What Is a Bridge? How Cross-Chain Transfer Works

What is a bridge, and how does cross-chain token transfer work?

Author

Can Kuskucu

Published on

June 19, 2026

What Is a Bridge?

A bridge is a protocol used to move assets from one blockchain to another. For example, moving USDC from Ethereum to Solana, or sending ETH from BNB Chain to Arbitrum.

Different blockchains can't communicate with each other directly. A bridge creates a connection between them to make this possible.

How Does a Bridge Work?

The basic mechanic: a token on one chain is locked or burned, and an equivalent token is minted on the other chain. The bridge protocol mediates between these two steps.

Example: Ethereum to Arbitrum

  1. ETH on Ethereum is sent to the bridge smart contract
  2. That ETH is locked on Ethereum
  3. An equivalent amount of ETH is released on Arbitrum
  4. To return, the reverse process runs

Bridge vs Swap: What's the Difference?

Swap: Exchange between different tokens on the same chain (ETH to USDC, both on Ethereum).

Bridge: Move the same or different tokens between different chains (ETH on Ethereum to ETH on Arbitrum).

Some operations combine both: swapping ETH on Ethereum directly for USDC on Solana, for example.

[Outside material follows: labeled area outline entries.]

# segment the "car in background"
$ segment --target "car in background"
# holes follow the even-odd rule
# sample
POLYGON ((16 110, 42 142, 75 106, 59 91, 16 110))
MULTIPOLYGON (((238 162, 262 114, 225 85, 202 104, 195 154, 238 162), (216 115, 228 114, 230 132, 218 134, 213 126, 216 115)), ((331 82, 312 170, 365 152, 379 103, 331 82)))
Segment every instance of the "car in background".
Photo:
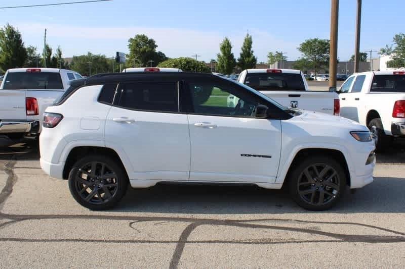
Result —
POLYGON ((342 117, 368 126, 377 150, 405 138, 405 71, 354 74, 338 91, 342 117))
POLYGON ((126 68, 123 73, 127 72, 183 72, 180 68, 172 68, 170 67, 134 67, 126 68))
POLYGON ((329 75, 324 74, 316 75, 316 80, 318 81, 328 81, 329 80, 329 75))
POLYGON ((14 68, 0 86, 0 146, 35 140, 45 109, 82 76, 58 68, 14 68))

In KriptoK, this happens automatically when you select different chains on each side of the Swap screen.

Bridge Risks

  • Smart contract vulnerabilities: Some of the largest crypto hacks in history have targeted bridge protocols
  • Completion time: Some bridges take minutes, others hours
  • Fees: Bridges typically require gas fees plus a protocol fee

Cross-Chain Swaps in KriptoK

KriptoK lets you swap assets across all 11 supported chains. On the Swap screen, simply select different chains on each side - KriptoK handles the bridging automatically under the hood. You don't need to use a separate bridge protocol or leave the app.